Auditeur : « Pourquoi ne pas utiliser la force contre ces salauds de grévistes ? »

Marine Le Pen : « Vous avez parfaitement raison, à partir du moment où le blocage empêche d’accéder à l’essence, on fait débloquer par les forces de l’ordre, il y a eu des réquisitions et c’est parfaitement naturel ».

Même son de cloche chez Jordan Bardella, président du RN, qui se dit « pas favorable au blocage ».

Marine Le Pen est donc contre la réforme, mais sans soutenir les moyens les plus efficaces pour s’opposer à celle-ci.

Alors que 93 % des sympathisants RN souhaitent un blocage des prix pour faire face à l’explosion des prix, Marine Le Pen a voté contre à l’Assemblée nationale.

Le Rassemblement National donne des avis mitigés sur le sujet. Sur 10 projets législatifs proposés, il s’est montré défavorable à la moitié (abstention ou contre). Ces propositions visaient : une meilleure coopération entre les États en matière d’impôt sur les sociétés pour éviter d’attirer les capitaux étrangers, plus de transparence pour les impôts payés par les multinationales dans chaque pays, une directive anti-blanchiment et financement du terrorisme, une harmonisation des sanctions pénales contre le blanchiment et une transparence des intermédiaires financiers.

[…]

Devoir de vigilance des entreprises : le Parlement européen a approuvé le principe d’un devoir de vigilance européen : il permettra de tenir responsables les multinationales en cas de violations des droits humains ou de dommages environnementaux. Cela vaut même si ces atteintes sont commises par le biais des filiales et des sous-traitants. Le 10 mars 2021, tous les partis français ont voté pour sauf le RN qui a voté contre.
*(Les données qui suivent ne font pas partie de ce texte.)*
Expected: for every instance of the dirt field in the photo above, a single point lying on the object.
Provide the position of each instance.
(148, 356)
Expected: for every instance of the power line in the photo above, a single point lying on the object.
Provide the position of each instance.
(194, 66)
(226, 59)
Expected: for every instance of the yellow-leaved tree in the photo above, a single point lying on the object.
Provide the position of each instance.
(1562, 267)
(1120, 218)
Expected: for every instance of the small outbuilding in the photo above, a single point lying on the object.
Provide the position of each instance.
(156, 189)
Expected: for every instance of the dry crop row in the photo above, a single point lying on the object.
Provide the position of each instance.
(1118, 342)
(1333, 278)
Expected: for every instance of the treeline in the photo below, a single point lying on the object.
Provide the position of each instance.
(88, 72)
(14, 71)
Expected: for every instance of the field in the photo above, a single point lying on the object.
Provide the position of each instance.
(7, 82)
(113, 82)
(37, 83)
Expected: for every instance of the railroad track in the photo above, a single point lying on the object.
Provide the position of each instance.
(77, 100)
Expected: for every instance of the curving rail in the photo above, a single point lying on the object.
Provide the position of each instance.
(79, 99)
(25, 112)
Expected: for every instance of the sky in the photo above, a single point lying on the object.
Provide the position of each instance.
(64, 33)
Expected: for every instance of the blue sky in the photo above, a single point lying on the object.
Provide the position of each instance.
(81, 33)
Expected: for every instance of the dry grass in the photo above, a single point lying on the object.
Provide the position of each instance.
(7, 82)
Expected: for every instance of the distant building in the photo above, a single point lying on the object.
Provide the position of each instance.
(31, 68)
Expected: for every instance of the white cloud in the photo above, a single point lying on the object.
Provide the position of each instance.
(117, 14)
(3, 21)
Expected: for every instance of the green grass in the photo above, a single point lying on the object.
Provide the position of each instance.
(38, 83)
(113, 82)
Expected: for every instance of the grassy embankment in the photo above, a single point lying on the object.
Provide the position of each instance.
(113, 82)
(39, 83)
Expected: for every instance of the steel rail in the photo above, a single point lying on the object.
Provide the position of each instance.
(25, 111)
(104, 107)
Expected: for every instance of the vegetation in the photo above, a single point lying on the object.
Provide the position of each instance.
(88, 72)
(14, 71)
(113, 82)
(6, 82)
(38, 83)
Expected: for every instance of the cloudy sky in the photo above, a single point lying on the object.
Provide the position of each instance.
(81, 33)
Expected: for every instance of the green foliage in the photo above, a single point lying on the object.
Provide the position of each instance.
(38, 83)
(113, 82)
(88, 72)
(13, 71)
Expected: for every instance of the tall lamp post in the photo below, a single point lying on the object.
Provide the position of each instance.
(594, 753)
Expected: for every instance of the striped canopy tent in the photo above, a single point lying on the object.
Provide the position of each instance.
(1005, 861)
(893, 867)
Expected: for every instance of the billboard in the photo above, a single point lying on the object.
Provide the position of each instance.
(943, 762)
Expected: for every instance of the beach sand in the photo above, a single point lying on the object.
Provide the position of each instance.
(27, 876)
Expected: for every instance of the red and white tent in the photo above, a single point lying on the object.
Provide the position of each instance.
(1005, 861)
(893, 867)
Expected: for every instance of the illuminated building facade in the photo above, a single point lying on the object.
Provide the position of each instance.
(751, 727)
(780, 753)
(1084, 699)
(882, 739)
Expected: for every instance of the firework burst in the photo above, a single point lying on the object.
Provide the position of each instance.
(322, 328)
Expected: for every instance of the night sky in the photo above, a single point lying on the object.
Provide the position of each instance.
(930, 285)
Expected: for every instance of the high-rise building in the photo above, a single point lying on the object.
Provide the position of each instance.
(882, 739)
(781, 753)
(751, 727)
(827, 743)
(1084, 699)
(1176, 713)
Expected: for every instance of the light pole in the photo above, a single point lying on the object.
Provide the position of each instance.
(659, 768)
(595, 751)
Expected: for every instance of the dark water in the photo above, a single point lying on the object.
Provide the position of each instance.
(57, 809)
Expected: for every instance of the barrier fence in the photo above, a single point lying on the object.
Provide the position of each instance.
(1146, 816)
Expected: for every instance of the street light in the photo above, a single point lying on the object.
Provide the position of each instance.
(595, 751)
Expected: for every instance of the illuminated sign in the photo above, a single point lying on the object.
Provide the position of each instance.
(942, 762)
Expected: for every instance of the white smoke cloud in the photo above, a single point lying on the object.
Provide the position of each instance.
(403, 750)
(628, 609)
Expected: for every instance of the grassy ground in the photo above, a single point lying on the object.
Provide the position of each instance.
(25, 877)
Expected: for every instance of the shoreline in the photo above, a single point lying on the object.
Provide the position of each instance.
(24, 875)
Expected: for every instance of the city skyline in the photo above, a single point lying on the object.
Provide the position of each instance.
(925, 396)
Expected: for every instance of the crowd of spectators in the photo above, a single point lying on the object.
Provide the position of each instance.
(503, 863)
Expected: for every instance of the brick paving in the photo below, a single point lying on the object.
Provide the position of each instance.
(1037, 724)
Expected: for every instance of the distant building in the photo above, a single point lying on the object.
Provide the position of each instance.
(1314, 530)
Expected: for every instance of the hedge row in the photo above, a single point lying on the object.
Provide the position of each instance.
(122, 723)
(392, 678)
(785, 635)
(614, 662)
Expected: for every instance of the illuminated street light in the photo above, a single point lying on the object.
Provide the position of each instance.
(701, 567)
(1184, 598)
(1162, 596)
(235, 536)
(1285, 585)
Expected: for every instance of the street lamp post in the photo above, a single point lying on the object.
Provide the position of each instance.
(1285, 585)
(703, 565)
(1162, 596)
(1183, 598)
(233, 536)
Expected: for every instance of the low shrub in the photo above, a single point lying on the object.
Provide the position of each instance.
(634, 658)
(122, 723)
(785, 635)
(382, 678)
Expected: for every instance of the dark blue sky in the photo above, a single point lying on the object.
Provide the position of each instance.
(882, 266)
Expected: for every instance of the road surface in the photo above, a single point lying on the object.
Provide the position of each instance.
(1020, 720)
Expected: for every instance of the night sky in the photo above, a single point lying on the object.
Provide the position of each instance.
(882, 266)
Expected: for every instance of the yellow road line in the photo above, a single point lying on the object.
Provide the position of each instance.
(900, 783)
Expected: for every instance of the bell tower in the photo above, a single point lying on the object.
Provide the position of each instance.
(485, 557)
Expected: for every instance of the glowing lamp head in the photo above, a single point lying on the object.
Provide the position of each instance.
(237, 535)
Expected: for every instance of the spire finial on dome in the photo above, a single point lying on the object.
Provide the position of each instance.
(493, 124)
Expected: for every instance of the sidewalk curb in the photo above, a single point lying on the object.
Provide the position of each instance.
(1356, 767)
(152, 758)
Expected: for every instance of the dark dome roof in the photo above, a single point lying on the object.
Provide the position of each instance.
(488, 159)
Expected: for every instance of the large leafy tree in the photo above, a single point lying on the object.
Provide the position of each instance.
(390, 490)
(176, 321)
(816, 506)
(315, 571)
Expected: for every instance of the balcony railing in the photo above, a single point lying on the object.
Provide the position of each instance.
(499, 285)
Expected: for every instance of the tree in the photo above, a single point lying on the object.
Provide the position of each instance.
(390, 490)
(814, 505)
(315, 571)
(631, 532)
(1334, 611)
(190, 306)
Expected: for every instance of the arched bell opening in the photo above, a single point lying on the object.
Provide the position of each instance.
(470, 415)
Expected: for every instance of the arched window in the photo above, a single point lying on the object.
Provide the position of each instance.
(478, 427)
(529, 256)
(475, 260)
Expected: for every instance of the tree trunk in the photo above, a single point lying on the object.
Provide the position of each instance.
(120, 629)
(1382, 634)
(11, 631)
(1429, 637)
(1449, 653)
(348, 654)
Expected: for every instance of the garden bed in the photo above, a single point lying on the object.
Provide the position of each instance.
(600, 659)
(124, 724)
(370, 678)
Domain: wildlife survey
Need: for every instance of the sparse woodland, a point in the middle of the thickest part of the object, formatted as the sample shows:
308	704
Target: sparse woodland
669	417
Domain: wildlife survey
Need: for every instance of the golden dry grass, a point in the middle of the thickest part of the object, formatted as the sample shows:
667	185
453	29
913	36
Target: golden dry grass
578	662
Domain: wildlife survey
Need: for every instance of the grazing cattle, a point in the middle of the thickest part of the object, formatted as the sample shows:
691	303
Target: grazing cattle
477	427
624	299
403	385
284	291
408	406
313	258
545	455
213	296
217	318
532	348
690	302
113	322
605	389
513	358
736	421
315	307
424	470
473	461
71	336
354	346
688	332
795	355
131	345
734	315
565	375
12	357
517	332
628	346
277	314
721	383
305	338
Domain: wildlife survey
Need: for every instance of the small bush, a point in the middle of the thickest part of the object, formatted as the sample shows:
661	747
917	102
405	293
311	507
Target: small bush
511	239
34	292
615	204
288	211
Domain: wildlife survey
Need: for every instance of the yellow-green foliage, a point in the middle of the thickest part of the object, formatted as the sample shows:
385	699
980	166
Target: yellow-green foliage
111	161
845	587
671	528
Le RN affirme : « Nous volons substituer au libre-échange, destructeur pour la nature et pour les hommes, le juste échange ». Pourtant le RN est absent lors des votes sur les traités de libre-échange entre l’UE et les États-Unis.

L’opinion de Marine Le Pen en 2007 n’était pas favorable aux syndicats : « Les syndicalistes sont toujours ceux qui font semblant de combattre et enterrent en général les travailleurs ».

A-t-elle réellement changé depuis ? »

-Olivier Malay et Angela Duzan, « L’extrême droite et ses votes antisociaux : 30 exemples », Lava, 13 juin 2023.